DMI seem to be having a few teething problems with the new site and model at the moment (doesn't any new site) so I'll write an update later.
Friv, the DMI Surface Mass Balance is a model based on current weather. Its not going to be right all the time (just as PIOMAS isn't). What they will have been doing is using the data they have got (Weather Stations to measure precipitation, River Flow Measurements, Glacier Flow Measurements, GRACE measurements) to validate the model and tweak it so it approximates the actual value over the year.
The new model counts less of the melt as runoff because it is still on or in the icesheet. It may not have refrozen yet, but there is the potential for it to do so.
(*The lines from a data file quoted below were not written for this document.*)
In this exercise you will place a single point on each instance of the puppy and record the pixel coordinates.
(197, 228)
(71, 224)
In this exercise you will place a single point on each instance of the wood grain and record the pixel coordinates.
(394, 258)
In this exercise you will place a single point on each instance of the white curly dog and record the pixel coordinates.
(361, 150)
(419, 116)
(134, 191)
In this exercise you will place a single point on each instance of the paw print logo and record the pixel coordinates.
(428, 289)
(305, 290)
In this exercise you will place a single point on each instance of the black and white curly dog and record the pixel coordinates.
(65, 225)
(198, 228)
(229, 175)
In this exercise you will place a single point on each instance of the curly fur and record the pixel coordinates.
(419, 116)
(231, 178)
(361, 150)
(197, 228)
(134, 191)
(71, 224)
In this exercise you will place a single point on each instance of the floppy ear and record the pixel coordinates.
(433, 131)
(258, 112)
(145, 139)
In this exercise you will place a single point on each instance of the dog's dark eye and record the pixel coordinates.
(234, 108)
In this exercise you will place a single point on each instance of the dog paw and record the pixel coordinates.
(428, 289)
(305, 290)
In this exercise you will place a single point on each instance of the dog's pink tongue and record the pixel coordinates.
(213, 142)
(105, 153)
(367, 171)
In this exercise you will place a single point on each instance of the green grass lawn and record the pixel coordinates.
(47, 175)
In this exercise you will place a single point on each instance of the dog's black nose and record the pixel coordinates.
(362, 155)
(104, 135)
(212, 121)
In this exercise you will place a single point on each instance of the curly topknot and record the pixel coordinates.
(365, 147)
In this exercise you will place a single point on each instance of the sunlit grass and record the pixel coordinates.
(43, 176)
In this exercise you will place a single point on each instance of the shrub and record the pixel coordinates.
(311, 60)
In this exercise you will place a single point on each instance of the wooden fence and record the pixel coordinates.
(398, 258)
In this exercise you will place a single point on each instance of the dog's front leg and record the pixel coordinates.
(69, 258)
Even in 2012 the Surface Mass Balance of Greenland was positive, not negative as you imply (i.e. more mass was deposited on the surface than lost through melt). This needs to be the case unless a sheet is in freefall as this is the only input to the system (glaciers cannot add mass only remove it). SMB was 300Gt less than the average though for the year, and that is a lot of ice not gained.
Recently there is more melt than previously even on more normal years (2013). For SMB at least, Greenland seems to be following the Arctic in having normal freezing seasons followed by exceptional melting seasons.
Measured sea level rise is still only rising at 3mm a year on average, and the majority of that is coming from thermal expansion, not the ice sheets (although the totals attributed to them are rising), the problem comes if this flow keeps on increasing exponentially, or there is a catastrophic collapse (WAIS).